O “Século dos Extremos” bateu à porta de Max Weber. O início da Primeira Guerra Mundial transformou o intelectual num soldado engajado na defesa de sua pátria. Weber tinha cinquenta anos quando a guerra estourou; apresentou-se voluntariamente e, com a patente de capitão, serviu no Hospital Militar de Oficiais da Reserva de Heidelberg. A guerra foi uma experiência profunda na alma de Weber; surpreendeu-o negativamente, pois acreditava num conflito curto, “uma guerra limitada e defensiva”, sem grandes consequências para o futuro da Alemanha.
Passada a turbulência do conflito, Weber deu contribuições decisivas para a reconstrução da unidade nacional. A política como vocação tornou-se uma realidade objetiva diante de um país fragmentado. A constitucionalização do país em torno da República de Weimar e o desenho das instituições políticas — sistema semipresidencialista de governo, parlamento bicameral e judiciário com poderes de revisão — transformaram o decadente império numa república vibrante e moderna. Para além das instituições, Weber observou com certa preocupação o radicalismo nas ruas e o fracasso da Revolução Alemã de 1918.

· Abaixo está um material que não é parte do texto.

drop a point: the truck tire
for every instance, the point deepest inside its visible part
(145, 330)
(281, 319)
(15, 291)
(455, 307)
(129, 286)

Em suas palavras, Weber afirmava que “a política é como furar madeira dura, lenta e fortemente, com uma combinação de paixão e um sentimento de justiça. É, na verdade, inteiramente correto e um fato confirmado por toda a experiência histórica, que o que é possível nunca teria sido realizado se, nesse mundo, as pessoas não houvessem sempre tentado alcançar o impossível. Mas a pessoa que pode fazê-lo deve ser um líder; não apenas isso, deve, em um sentido muito simples da palavra, ser um herói.”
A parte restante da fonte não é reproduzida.